Introduction
This course introduces students to the fundamental challenges and techniques in computer vision, with a focus on extracting information from images using automatic methods (50 hours). It combines theoretical foundations with practical implementations and emphasizes current techniques based on deep learning models and architectures.
- Luis Baumela, 30h
- Roberto Valle, 20h
Unit 1: Introduction to Computer Vision
This initial unit presents the general context and challenges of computer vision:
- Understanding the goals of image-based perception.
- Common applications such as object detection and scene understanding.
- Key concepts in visual interpretation from a computational perspective.
Unit 2: Digital Image Processing
This unit covers essential preprocessing techniques for images:
- Pixel-level operations.
- Filtering and noise reduction.
- Feature extraction basics (edges, textures).
- Image transformation and enhancement methods.
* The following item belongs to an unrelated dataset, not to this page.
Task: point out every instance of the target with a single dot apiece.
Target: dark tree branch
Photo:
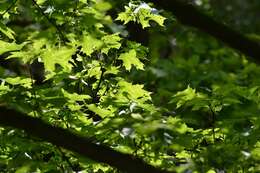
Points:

It emphasizes practical use of deep learning to solve visual recognition and analysis tasks.
Unit 3: Introduction to Deep Models
This unit transitions into the use of deep learning for image analysis:
- Basics of convolutional neural networks (CNNs).
- Feature learning with deep architectures.
- Overfitting and regularization in vision tasks.
Unit 4: Deep Architectures for Vision
A more in-depth look into state-of-the-art deep learning models for computer vision:
- Modern CNN architectures (e.g., ResNet, U-Net).
- Transfer learning and pretrained models.
- Implementation frameworks (e.g., PyTorch, TensorFlow).
- Performance metrics in vision tasks.
Unit 5: Applications
This unit explores real-world applications and integration:
- Object recognition and scene segmentation.
- Image registration and motion tracking.
- Vision in robotics and autonomous systems.
Unit 6: Advanced Models
Final unit addressing cutting-edge research and complex vision tasks:
- Multi-camera systems and 3D reconstruction.
- Camera calibration and geometry.
- Correspondence matching and depth inference.
- Limitations and open challenges in current computer vision systems.